Swap #5: Thicken sauces with chia seeds. With just ¼ cup of canned cranberry sauce containing as much as 24 grams of added sugar (about the amount of 5 teaspoons of sugar), even a small portion can add up quickly. Instead, thicken sauces, gravies, jellies, and jams with chia seeds over added sugars. “Adding chia seed to cranberry sauce is a great way to add a source of healthy fats, fiber, and several micronutrients while reducing sugar intake,” explains Sarah Schlichter, MPH, RDN, of Bucket List Tummy.

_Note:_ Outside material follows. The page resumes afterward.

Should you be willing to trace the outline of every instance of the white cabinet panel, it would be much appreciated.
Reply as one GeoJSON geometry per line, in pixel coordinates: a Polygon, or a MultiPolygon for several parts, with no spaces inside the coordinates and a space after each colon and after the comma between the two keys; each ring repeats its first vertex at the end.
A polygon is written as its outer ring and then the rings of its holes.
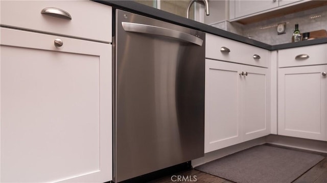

Swap #6: Use a variety of potatoes. Potatoes are a staple in many holiday dishes. However, how they are prepared, along with the type of potatoes used, can make a difference in the nutrient content of the recipe. “Sweet potatoes have a natural sweetness, along with fiber and antioxidants, that can offer a healthier swap for canned yams or high sugar sweet potato casseroles,” explains Pytell.
Exploring less common potato varieties may offer benefits as well. “Swap half of Yukon Gold potatoes with purple potatoes to add color and antioxidants. Purple potatoes provide anthocyanins, a type of antioxidant that gives them that deep color, which may help to prevent certain chronic diseases,” adds Chou.
Swap #7: Skip the cinnamon rolls for avocado. Holiday breakfasts can be filled with sugar-laden cinnamon rolls and treats that can spike blood sugar and insulin levels. This in turn can send your energy levels and appetite on a rollercoaster ride the remainder of the day.
As an alternative, choose a quick and easy breakfast filled with slow digested nutrients to help you feel your best. “I love starting the day with an easy sheet pan breakfast made with a mix of avocado, eggs, sweet potato, and kale. Avocados are a good source of fiber which adds bulk to the diet and can help you feel fuller faster and help manage weight,” explains culinary dietitian Marisa Moore, MBA, RDN, LD.
Avocado can also be incorporated into a variety of holiday dishes by using them as a replacement for added butter in baked goods or as a way to thicken soups and sauces without the heavy cream.
This information is for educational purposes only and is not intended as a substitute for medical diagnosis or treatment. You should not use this information to diagnose or treat a health problem or condition. Always check with your doctor before changing your diet, altering your sleep habits, taking supplements, or starting a new fitness routine.